Data Engineering Interview Handbook

Free, structured prep for data engineering interviews. Chapters by round, worked examples, runnable problems.

Chapters · Study plans · Companion repos · Live sandboxes

Most "interview prep" material was written for software engineers, data scientists, or analysts. This handbook is calibrated for data engineers. Each chapter covers one round of a real DE loop with the specific patterns interviewers test, plus a practice set you can run in a browser at datadriven.io.

If you have a loop coming up soon, jump to the study plans. If you want to drill a specific topic, pick a chapter.

Chapters

Round	Chapter
SQL screen	1. SQL
Coding	2. Python
Modeling	3. Data modeling and schema design
System design	4. Pipeline architecture
System design	5. The eight beat framework
Behavioral	6. Behavioral
Pre-onsite	7. Company guides

Study plans

Timeline	Use when	Outline
4 week sprint	Onsite next month	Week 1 SQL, week 2 Python, week 3 modeling, week 4 design and behavioral
8 week build	Two months out	Run the sprint twice. First pass for breadth, second for the patterns you missed. Add a weekly mock from week 5.
12 week ramp	Switching from analytics or SWE	Weeks 1 to 4 on foundation lessons. Weeks 5 to 8 on modeling and pipelines. Weeks 9 to 12 on company prep.
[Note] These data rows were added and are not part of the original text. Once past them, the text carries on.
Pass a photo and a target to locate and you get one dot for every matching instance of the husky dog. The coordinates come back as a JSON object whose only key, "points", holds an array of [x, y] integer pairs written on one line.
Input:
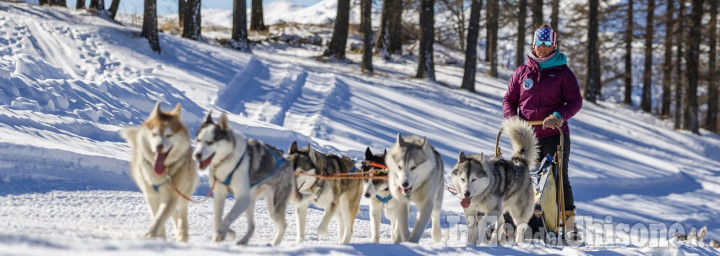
{"points": [[162, 163], [415, 174], [491, 186], [248, 169], [378, 191], [339, 198]]}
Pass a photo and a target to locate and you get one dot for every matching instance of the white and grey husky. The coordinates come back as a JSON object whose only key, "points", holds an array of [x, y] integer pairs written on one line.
{"points": [[339, 198], [248, 169], [415, 175], [377, 190], [488, 187], [162, 163]]}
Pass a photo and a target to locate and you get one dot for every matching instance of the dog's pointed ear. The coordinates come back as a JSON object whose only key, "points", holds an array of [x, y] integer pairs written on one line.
{"points": [[223, 123], [176, 110], [156, 110], [461, 157], [293, 148], [208, 118], [368, 153]]}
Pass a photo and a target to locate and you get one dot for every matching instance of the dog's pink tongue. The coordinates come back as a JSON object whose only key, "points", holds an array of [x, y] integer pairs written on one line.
{"points": [[160, 163], [465, 202]]}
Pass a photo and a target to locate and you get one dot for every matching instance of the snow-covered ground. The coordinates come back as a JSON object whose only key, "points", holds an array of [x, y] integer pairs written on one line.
{"points": [[70, 80]]}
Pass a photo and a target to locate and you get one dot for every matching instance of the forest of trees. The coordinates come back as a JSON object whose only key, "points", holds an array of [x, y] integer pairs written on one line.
{"points": [[658, 56]]}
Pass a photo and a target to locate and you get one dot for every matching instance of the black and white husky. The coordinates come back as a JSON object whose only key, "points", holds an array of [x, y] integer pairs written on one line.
{"points": [[490, 186], [248, 169], [339, 198], [378, 192]]}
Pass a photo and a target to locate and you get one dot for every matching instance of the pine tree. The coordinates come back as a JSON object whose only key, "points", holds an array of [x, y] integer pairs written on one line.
{"points": [[667, 63], [97, 4], [471, 49], [492, 24], [628, 54], [679, 85], [150, 30], [693, 54], [555, 15], [113, 8], [593, 89], [711, 120], [193, 21], [366, 26], [340, 31], [426, 66], [256, 20], [646, 103], [239, 30], [520, 44], [182, 4], [389, 40]]}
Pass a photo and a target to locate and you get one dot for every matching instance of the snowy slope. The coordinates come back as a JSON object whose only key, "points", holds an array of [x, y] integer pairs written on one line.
{"points": [[69, 81]]}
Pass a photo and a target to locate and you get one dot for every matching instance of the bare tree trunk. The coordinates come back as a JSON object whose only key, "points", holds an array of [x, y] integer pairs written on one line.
{"points": [[646, 103], [667, 64], [256, 18], [182, 4], [340, 31], [593, 90], [679, 86], [239, 33], [471, 50], [426, 65], [383, 42], [113, 8], [460, 14], [537, 14], [150, 30], [193, 21], [555, 16], [389, 40], [520, 51], [691, 115], [97, 4], [711, 120], [365, 23], [628, 54], [493, 10]]}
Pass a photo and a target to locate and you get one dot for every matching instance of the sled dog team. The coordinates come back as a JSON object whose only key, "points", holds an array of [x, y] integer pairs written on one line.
{"points": [[164, 168]]}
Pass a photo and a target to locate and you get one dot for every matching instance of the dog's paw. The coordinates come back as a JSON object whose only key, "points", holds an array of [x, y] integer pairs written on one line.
{"points": [[219, 236], [242, 242], [323, 233]]}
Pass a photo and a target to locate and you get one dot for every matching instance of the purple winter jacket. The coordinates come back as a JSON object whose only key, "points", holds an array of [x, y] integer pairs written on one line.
{"points": [[539, 93]]}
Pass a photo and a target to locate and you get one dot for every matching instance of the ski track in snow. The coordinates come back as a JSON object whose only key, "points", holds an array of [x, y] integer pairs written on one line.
{"points": [[70, 80]]}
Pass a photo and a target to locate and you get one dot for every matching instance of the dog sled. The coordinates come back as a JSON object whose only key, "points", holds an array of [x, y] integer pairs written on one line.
{"points": [[547, 221]]}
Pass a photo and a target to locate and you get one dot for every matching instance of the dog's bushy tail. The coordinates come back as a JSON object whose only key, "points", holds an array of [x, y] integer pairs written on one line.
{"points": [[523, 139]]}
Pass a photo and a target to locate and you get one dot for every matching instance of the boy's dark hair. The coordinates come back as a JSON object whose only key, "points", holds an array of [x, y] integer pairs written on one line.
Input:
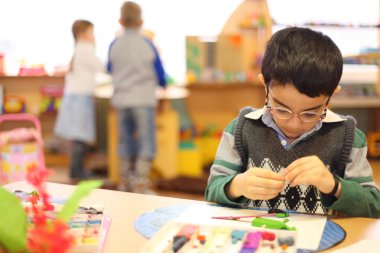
{"points": [[130, 13], [80, 26], [305, 58]]}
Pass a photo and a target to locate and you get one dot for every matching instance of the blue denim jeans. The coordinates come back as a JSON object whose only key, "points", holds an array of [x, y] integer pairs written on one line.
{"points": [[137, 133]]}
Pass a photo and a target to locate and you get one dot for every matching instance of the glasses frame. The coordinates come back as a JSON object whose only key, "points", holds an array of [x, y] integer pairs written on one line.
{"points": [[271, 108]]}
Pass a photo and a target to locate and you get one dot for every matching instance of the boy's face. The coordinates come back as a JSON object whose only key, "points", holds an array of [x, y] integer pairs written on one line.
{"points": [[288, 98]]}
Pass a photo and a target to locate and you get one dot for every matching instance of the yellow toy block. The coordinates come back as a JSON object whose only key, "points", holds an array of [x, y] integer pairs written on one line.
{"points": [[190, 162]]}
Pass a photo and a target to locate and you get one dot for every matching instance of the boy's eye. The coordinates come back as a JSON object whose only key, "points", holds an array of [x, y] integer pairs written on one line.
{"points": [[309, 115], [282, 111]]}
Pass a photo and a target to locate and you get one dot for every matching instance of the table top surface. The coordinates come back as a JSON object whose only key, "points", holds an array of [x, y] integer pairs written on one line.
{"points": [[124, 208]]}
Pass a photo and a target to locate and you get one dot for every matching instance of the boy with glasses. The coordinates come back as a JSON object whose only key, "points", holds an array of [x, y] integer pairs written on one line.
{"points": [[295, 154]]}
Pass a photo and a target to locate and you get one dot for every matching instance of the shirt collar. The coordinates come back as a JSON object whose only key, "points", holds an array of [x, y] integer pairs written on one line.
{"points": [[331, 117]]}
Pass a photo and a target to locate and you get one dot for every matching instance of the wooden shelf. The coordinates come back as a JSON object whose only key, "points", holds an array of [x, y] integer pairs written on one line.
{"points": [[355, 102]]}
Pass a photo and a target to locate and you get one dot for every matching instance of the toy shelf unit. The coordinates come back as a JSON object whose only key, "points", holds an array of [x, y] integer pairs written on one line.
{"points": [[235, 54]]}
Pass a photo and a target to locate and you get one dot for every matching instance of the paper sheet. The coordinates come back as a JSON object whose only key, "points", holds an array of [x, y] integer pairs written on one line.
{"points": [[369, 245], [309, 227]]}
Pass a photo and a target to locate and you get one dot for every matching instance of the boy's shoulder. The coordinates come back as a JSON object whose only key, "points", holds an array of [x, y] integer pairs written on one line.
{"points": [[360, 139], [230, 128]]}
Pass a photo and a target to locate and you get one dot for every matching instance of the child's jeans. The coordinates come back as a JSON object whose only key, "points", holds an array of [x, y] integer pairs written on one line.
{"points": [[78, 153], [137, 133]]}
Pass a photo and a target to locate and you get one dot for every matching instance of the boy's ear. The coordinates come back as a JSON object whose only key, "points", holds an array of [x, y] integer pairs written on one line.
{"points": [[337, 89], [121, 22], [262, 81]]}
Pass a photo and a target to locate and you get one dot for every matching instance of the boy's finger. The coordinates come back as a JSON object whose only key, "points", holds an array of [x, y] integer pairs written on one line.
{"points": [[268, 174], [266, 191], [296, 163], [269, 183]]}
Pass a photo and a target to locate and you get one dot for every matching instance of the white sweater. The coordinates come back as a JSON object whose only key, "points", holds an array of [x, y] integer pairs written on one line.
{"points": [[85, 66]]}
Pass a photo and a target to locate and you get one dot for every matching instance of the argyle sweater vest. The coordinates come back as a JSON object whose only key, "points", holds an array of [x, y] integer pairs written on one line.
{"points": [[259, 146]]}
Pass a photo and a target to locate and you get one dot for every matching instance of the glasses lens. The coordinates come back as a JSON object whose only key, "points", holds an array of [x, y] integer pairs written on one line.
{"points": [[310, 116]]}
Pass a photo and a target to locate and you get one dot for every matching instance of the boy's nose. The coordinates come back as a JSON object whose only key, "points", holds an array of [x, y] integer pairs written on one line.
{"points": [[295, 121]]}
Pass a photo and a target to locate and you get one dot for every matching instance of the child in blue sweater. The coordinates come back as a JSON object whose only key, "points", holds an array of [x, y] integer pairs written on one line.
{"points": [[136, 70]]}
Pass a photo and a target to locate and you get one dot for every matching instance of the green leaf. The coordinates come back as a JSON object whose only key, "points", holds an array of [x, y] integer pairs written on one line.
{"points": [[13, 223], [71, 205]]}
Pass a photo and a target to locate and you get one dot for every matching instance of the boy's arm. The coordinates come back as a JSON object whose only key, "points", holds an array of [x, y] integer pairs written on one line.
{"points": [[159, 69], [226, 166], [360, 195]]}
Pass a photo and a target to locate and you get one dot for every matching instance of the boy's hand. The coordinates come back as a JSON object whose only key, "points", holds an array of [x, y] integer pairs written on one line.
{"points": [[256, 184], [310, 170]]}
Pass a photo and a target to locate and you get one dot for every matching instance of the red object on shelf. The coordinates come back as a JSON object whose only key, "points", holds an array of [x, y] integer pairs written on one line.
{"points": [[2, 64], [32, 71]]}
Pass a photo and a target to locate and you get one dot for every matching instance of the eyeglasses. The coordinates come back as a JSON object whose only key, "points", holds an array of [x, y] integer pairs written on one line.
{"points": [[307, 117]]}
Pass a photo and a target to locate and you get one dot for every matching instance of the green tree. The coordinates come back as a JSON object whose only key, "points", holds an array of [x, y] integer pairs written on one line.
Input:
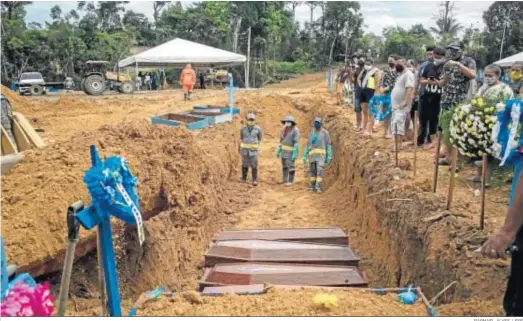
{"points": [[447, 26], [502, 16]]}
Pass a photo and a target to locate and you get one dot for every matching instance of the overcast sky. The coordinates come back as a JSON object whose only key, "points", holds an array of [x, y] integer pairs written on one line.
{"points": [[377, 14]]}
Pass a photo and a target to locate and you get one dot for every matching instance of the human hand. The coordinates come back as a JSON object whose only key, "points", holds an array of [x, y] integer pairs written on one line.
{"points": [[142, 299], [497, 244]]}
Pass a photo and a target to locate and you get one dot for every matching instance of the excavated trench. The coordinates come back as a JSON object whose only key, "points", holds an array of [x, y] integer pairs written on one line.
{"points": [[394, 224]]}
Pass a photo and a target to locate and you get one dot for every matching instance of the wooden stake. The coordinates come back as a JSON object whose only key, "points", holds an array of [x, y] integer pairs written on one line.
{"points": [[441, 292], [415, 143], [452, 177], [483, 190], [436, 165], [101, 278], [396, 143]]}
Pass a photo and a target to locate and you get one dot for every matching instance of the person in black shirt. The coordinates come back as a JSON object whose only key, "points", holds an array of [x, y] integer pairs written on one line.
{"points": [[341, 79], [497, 245], [202, 80], [430, 99], [358, 68]]}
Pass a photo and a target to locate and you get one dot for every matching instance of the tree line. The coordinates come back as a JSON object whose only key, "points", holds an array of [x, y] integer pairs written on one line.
{"points": [[105, 30]]}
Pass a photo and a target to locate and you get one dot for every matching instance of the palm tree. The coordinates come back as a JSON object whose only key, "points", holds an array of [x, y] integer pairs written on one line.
{"points": [[447, 26], [312, 5]]}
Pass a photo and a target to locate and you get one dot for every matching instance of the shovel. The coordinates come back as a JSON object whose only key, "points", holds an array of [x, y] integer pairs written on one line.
{"points": [[72, 236]]}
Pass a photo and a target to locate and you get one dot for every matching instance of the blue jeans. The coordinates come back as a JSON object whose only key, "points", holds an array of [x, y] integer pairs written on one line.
{"points": [[518, 167]]}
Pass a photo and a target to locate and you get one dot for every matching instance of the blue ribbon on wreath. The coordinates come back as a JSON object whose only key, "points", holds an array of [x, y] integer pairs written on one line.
{"points": [[380, 106], [504, 120]]}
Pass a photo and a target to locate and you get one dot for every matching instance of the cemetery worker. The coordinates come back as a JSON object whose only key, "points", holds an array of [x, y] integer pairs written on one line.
{"points": [[516, 79], [187, 80], [497, 245], [250, 136], [492, 91], [359, 64], [318, 151], [341, 79], [456, 82], [7, 116], [430, 97], [288, 149]]}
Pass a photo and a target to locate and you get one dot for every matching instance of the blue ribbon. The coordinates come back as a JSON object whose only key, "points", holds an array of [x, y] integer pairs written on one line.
{"points": [[380, 106]]}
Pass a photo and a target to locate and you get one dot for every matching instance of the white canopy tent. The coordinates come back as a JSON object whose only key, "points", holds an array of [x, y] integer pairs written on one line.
{"points": [[507, 62], [179, 52]]}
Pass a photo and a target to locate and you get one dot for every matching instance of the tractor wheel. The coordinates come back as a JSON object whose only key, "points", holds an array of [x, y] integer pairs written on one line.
{"points": [[126, 87], [94, 85], [36, 90]]}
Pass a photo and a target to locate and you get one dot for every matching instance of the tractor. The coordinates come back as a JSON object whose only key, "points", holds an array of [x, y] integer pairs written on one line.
{"points": [[97, 79]]}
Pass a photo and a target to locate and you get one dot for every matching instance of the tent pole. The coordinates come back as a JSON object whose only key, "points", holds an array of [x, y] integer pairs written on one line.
{"points": [[136, 72]]}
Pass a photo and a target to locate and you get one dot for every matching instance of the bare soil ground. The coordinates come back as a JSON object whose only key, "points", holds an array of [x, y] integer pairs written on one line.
{"points": [[190, 191]]}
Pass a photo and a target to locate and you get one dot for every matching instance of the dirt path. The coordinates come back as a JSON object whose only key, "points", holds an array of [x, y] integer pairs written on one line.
{"points": [[190, 187], [278, 205]]}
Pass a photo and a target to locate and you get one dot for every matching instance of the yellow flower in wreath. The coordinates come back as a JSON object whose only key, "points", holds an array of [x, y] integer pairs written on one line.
{"points": [[481, 102]]}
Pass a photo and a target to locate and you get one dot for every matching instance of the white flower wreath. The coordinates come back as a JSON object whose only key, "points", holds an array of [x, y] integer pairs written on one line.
{"points": [[471, 128]]}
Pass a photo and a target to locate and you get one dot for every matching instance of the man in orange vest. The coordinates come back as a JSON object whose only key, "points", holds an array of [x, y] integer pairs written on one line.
{"points": [[187, 80]]}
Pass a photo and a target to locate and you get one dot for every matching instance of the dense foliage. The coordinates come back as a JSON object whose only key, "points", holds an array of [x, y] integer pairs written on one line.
{"points": [[107, 31]]}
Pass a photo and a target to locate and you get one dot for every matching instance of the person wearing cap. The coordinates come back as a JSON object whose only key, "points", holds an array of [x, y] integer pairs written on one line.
{"points": [[319, 152], [288, 149], [341, 79], [369, 80], [359, 63], [250, 136], [516, 79], [187, 80], [456, 80], [430, 97]]}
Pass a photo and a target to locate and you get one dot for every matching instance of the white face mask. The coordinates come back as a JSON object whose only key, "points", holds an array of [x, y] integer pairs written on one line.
{"points": [[438, 62], [490, 80]]}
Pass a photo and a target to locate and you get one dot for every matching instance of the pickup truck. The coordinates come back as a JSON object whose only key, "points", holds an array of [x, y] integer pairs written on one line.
{"points": [[34, 84]]}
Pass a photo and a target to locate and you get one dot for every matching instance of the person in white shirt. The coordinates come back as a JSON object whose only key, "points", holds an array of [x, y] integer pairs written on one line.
{"points": [[401, 98]]}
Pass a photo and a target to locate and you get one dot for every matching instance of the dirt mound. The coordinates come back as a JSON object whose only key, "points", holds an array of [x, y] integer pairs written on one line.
{"points": [[279, 302], [473, 309], [176, 180], [399, 227]]}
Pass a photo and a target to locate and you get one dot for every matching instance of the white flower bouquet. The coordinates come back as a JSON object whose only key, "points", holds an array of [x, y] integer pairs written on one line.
{"points": [[471, 128]]}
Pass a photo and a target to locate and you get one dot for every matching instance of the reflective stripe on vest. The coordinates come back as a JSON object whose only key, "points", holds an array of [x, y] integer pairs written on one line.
{"points": [[249, 146], [317, 151]]}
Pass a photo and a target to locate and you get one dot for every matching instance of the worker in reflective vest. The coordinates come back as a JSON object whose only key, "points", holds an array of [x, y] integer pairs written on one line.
{"points": [[318, 151], [288, 149], [250, 136], [187, 80]]}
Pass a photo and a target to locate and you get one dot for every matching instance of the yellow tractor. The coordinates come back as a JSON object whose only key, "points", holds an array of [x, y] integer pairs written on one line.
{"points": [[97, 79]]}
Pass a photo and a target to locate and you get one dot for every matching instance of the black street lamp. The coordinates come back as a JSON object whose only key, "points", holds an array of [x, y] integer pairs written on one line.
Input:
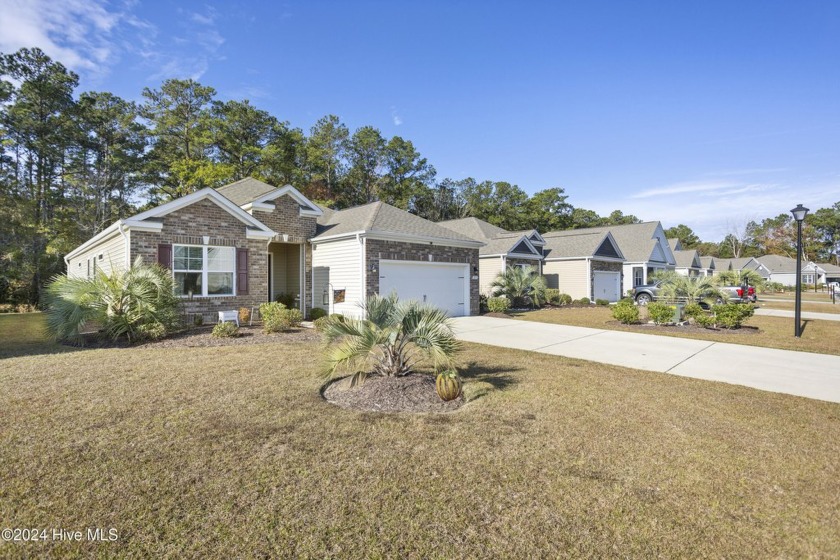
{"points": [[799, 214]]}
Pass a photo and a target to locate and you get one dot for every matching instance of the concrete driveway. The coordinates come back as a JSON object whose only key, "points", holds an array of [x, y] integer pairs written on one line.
{"points": [[816, 376]]}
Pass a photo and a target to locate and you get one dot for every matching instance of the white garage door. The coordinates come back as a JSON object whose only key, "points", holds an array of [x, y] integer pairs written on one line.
{"points": [[442, 284], [607, 285]]}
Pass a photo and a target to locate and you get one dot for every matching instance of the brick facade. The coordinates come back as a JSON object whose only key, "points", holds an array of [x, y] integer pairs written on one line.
{"points": [[188, 226], [376, 249]]}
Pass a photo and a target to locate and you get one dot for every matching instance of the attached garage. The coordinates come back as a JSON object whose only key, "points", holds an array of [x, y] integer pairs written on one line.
{"points": [[607, 285], [446, 285]]}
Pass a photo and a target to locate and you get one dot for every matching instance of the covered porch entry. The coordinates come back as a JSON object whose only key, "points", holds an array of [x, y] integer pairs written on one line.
{"points": [[286, 273]]}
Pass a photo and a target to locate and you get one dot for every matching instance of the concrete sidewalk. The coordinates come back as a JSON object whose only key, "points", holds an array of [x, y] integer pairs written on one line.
{"points": [[816, 376], [805, 314]]}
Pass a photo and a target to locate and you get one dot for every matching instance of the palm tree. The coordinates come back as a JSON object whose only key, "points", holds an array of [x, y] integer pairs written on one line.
{"points": [[133, 303], [521, 285], [390, 340]]}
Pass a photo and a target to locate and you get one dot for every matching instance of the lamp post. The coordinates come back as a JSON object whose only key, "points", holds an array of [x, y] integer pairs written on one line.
{"points": [[799, 214]]}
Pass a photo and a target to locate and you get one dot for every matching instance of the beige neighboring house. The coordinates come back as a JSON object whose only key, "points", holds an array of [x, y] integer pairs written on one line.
{"points": [[687, 261], [584, 264], [707, 266], [502, 248], [248, 242]]}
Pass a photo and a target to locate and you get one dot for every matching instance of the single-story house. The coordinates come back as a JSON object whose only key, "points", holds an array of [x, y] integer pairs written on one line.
{"points": [[644, 248], [248, 242], [584, 264], [687, 261], [707, 266], [501, 249]]}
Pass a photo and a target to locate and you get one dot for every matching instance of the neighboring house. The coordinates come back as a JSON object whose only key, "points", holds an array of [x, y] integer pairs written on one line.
{"points": [[501, 248], [783, 270], [377, 248], [743, 263], [645, 250], [584, 264], [248, 242], [707, 266], [687, 261]]}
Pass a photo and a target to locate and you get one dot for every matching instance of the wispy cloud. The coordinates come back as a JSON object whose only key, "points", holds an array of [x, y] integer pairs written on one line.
{"points": [[78, 33]]}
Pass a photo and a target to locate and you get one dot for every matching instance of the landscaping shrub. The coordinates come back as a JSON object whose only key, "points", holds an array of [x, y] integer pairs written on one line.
{"points": [[226, 329], [498, 305], [732, 315], [134, 304], [277, 318], [660, 313], [626, 312], [694, 310]]}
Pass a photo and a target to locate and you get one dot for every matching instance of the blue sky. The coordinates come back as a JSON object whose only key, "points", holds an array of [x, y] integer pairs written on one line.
{"points": [[704, 113]]}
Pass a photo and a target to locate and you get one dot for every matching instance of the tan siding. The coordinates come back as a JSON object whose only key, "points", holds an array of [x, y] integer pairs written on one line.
{"points": [[488, 269], [112, 250], [570, 277], [338, 263]]}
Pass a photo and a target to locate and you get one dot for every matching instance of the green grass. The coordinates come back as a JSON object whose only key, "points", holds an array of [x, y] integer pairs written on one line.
{"points": [[229, 452], [774, 332]]}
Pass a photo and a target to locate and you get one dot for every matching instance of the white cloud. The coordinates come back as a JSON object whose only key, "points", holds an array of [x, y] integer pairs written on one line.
{"points": [[77, 33]]}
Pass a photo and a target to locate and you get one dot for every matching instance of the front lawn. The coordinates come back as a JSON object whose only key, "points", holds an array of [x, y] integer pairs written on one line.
{"points": [[229, 452], [773, 332]]}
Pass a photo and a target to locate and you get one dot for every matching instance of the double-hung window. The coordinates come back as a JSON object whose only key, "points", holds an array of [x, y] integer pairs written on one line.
{"points": [[204, 271]]}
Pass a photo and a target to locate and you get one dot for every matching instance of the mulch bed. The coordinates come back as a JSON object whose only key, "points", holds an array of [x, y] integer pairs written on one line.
{"points": [[412, 393], [650, 328], [202, 336]]}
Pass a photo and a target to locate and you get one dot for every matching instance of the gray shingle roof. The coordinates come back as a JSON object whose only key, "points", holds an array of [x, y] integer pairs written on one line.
{"points": [[572, 243], [379, 217], [245, 190], [636, 241]]}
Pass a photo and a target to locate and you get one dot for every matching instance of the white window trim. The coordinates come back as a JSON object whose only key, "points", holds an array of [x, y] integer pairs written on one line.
{"points": [[204, 271]]}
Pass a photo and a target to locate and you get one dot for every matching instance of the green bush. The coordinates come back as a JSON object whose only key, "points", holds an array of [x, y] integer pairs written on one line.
{"points": [[552, 296], [498, 305], [277, 318], [660, 313], [626, 312], [694, 310], [226, 329], [732, 315]]}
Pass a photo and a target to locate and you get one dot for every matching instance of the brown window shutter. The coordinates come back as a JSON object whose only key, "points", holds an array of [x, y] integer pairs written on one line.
{"points": [[242, 272], [165, 255]]}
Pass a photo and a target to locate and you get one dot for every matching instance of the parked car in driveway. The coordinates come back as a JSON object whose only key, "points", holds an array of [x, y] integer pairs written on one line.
{"points": [[647, 293]]}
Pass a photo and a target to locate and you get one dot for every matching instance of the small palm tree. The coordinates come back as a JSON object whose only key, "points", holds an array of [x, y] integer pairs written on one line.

Printable 12 week version: datadriven.io/data-engineering-study-plan.

1. SQL

DE SQL is not analyst SQL. Bar:

Write a window function from memory.
Reason about query plans, partitioning, and join strategy.
Find the bug in someone else's query.
Recognize when a SQL question is secretly a data quality question.

Lessons in order: joins, aggregating, window functions, filtering, dates, optimization.

Problem	Difficulty	Tests
10 Lowest Uptime Services	Easy	TOP N with ties
2FA Confirmation Rate	Easy	Conditional aggregation
30 Day Page View Counts	Medium	Date filtering
7 Check Rolling Average	Medium	Rolling window, ROWS vs RANGE
Active Users by Month	Hard	Cohort logic
2nd Most Common Content Type	Hard	Tie breaking

Full set: 854 problems at datadriven.io/sql-interview-questions.

2. Python

DE Python is not LeetCode. It is data manipulation: chunking, sessionization, dedup, retries, interval merging, hash partitioning, schema evolution.

Lessons: foundations, collections, complexity.

Problem	Difficulty	Pattern
Batch Records	Easy	Chunking iterables
Column Sum	Easy	Dict aggregation
Activity Time Ledger	Medium	Interval merging
Batch Partitioner	Medium	Hash bucketing
Batch With Metadata	Medium	Stateful iteration
Caesar Shift Check	Hard	String transforms

Full set: 388 problems at datadriven.io/python-interview-questions.

3. Data modeling and schema design

Senior loops are won and lost here. Reward goes to candidates who pick the right grain for fact tables, defend an SCD type, and validate the schema with sample queries.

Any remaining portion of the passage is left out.